A routine break-in at the home of Sûreté homicide chief Armand Gamache leads slowly but surely to the revelation of a potentially calamitous threat to all Québec.

At first it seems as if nothing at all triggered the burglar alarm at Gamache’s home in Three Pines; it was literally a false alarm. It’s not till he receives a package containing his summer jacket that Gamache realizes someone really did get into his house, choosing to steal exactly this one item and return it with a cryptic note referring to “some malady…water” and “Angelica stems.” Having already refused to meet with Jeanne Caron, chief of staff to Marcus Lauzon, a powerful politician who’s already taken vengeance on Gamache and his family for not expunging his child’s criminal record, Gamache now agrees to meet with Charles Langlois, a marine biologist with ties to Caron who confesses to a leading role in stealing Gamache’s jacket.

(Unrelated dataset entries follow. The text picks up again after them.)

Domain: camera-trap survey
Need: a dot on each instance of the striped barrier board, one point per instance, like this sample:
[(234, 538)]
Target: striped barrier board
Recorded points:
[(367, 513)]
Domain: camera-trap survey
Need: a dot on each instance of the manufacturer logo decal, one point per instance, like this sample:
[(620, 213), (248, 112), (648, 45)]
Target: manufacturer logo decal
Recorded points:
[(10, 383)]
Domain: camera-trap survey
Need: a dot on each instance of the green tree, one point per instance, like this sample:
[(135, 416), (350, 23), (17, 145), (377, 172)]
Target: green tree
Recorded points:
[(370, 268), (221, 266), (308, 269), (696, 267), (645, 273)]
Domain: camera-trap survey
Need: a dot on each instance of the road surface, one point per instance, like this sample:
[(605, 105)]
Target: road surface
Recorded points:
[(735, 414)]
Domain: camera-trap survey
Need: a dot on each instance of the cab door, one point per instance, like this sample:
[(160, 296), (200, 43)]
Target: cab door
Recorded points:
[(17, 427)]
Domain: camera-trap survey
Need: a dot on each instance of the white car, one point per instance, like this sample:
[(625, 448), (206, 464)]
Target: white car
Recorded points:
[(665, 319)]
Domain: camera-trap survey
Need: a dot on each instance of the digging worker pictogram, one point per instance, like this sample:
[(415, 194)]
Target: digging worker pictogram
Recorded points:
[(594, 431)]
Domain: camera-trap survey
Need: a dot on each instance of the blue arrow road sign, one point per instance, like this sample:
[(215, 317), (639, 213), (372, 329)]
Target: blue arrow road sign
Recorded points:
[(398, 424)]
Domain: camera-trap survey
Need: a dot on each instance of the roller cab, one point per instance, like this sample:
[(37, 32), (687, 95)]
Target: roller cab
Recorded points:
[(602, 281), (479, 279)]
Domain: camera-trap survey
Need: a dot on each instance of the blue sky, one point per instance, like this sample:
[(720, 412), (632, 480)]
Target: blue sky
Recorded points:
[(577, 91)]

Their meeting ends inconclusively for Gamache, who’s convinced that Langlois is hiding something weighty, and all too conclusively for Langlois, who’s killed by a hit-and-run driver as he leaves. The news that Langlois had been investigating a water supply near the abbey of Saint-Gilbert-Entre-les-Loups sends Gamache scurrying off to the abbey, where the plot steadily thickens until he’s led to ask how “an old recipe for Chartreuse” can possibly be connected to “a terrorist plot to poison Québec’s drinking water.” That’s a great question, and answering it will take the second half of this story, which spins ever more intricate connections among leading players that become deeply unsettling.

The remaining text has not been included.